Friday, June 25, 2004

The Bush Terror Report: feeding the ignorant masses

The New York Times > Opinion > Op-Ed Columnist: Errors on Terror
Among other things, the center took over the job of preparing the government's annual report on "Patterns of Global Terrorism." The latest report, released in April, claimed to document a sharp fall in terrorism. "You will find in these pages clear evidence that we are prevailing in the fight," Deputy Secretary of State Richard Armitage declared. But this week the government admitted making major errors. In fact, in 2003 the number of significant terrorist attacks reached a 20-year peak.

How could they get it so wrong? The answer tells you a lot about the state of the "war on terror."

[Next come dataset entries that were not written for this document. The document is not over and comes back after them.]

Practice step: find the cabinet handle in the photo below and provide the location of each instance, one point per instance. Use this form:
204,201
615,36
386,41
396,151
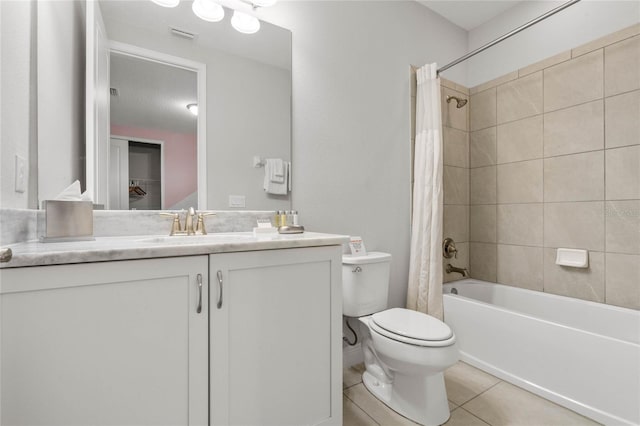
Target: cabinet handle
199,308
219,289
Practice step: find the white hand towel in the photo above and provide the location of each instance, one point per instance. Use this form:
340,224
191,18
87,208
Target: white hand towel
276,188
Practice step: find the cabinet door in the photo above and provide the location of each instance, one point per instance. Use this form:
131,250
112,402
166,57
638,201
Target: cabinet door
109,343
275,340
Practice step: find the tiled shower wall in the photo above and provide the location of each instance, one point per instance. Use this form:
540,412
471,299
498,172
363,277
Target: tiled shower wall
455,139
554,161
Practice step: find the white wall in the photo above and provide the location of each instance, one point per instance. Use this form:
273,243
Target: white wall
351,115
578,24
16,20
239,125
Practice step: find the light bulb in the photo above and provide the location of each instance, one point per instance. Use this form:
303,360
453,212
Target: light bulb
208,10
244,23
166,3
193,108
264,3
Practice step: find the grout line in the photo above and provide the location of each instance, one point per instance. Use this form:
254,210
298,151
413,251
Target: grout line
361,409
479,418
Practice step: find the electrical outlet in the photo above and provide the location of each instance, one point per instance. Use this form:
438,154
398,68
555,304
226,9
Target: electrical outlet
237,201
21,174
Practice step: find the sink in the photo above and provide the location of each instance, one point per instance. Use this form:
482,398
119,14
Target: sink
220,237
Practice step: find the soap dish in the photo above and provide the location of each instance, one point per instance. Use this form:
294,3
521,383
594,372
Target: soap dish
572,257
291,229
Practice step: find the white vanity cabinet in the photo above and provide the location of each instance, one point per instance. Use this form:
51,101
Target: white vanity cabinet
275,344
109,343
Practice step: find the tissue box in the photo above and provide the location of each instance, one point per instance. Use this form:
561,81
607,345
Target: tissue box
67,221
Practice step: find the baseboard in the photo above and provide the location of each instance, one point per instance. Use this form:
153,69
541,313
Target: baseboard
352,355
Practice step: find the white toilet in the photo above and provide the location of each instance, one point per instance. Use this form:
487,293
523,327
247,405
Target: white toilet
405,352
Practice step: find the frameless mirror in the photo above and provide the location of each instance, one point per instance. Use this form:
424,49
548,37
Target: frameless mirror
146,150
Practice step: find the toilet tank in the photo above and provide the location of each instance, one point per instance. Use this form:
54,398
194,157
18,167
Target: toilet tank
365,283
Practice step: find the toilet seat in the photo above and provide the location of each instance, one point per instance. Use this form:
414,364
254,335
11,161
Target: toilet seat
412,327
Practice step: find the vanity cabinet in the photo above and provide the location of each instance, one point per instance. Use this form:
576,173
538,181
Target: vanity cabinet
121,342
275,344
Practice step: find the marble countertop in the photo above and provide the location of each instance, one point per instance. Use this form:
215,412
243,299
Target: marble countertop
35,253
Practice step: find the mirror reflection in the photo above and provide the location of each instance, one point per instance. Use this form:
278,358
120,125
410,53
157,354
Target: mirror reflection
248,107
152,148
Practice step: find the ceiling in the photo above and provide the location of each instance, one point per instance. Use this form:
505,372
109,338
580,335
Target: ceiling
469,14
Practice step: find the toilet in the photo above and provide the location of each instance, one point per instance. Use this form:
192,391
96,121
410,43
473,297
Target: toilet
405,352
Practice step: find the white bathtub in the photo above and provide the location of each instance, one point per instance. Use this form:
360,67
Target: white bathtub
579,354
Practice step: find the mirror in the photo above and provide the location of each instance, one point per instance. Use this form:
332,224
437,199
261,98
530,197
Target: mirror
247,96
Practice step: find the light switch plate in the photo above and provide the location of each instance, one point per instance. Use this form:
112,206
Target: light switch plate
237,201
21,174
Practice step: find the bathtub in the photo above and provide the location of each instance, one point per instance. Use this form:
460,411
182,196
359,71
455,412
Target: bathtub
582,355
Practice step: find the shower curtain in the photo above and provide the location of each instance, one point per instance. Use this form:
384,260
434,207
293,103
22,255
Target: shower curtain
424,292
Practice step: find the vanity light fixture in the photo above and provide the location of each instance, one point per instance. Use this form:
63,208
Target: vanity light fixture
243,19
166,3
193,109
208,10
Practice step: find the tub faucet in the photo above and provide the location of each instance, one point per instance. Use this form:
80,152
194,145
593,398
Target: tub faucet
450,268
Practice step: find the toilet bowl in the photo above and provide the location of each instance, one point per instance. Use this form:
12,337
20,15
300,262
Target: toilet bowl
405,352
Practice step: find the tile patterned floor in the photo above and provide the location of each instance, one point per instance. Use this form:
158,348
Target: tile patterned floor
475,399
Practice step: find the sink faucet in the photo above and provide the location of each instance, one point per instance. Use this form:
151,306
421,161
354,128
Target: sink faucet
450,268
188,221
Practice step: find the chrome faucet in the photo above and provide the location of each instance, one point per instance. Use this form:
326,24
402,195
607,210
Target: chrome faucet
193,224
450,268
188,221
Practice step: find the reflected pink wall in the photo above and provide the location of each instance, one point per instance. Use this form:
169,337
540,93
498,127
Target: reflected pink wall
180,160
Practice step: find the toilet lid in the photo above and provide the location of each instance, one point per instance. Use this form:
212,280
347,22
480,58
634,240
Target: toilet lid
412,324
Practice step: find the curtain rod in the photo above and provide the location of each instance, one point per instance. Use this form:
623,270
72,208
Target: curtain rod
509,34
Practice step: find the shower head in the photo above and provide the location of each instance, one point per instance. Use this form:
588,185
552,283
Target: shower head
459,102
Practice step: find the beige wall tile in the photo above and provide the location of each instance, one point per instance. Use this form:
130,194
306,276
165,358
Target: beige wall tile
495,82
623,280
578,177
607,40
520,98
456,222
520,140
622,66
520,266
452,116
576,129
456,147
574,82
482,185
520,182
482,147
623,226
574,225
520,224
456,185
482,223
622,115
483,262
545,63
581,283
454,86
482,110
460,261
623,173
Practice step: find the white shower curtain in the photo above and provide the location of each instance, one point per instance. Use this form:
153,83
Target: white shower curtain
425,264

Credit for uncovering the report's errors goes to Alan Krueger, a Princeton economist, and David Laitin, a Stanford political scientist, who are studying patterns of terrorism. Mr. Krueger tells me that as soon as they looked at the latest report, they knew something was wrong.

All of the supposed decline in terrorism, they quickly saw, resulted from a fall in the number of "nonsignificant" events, which Mr. Krueger and Mr. Laitin say "are counted with a squishy definition." Even the original report showed significant attacks — a much less squishy category — rising to a 20-year high. And the list of significant attacks ended on Nov. 11, 2003, but there were several major terrorist incidents after that date. Sure enough, including these and other omitted attacks more than doubled the estimated 2003 death toll...

... Mr. Krueger, a forgiving soul, believes that the report was botched through simple incompetence. Maybe — though we can be sure that if the statistics had told the administration something it didn't want to hear, they would have been carefully checked. By the way, while the report's tables and charts have been fixed, the revised summary still gives little hint of how bad the data really are.

One of the key memes Strauss taught the Neo-Cons was that the masses were ill-suited to the truth. Better to tell them what will best serve their true interests, interests that only their betters can know.

This meme runs deep in the Bush Administration. They communicate stories to reassure the masses, while preserving "truth" for those (all loyalists) best able to handle it.

Al Gore would say this isn't very democratic. He'd be right.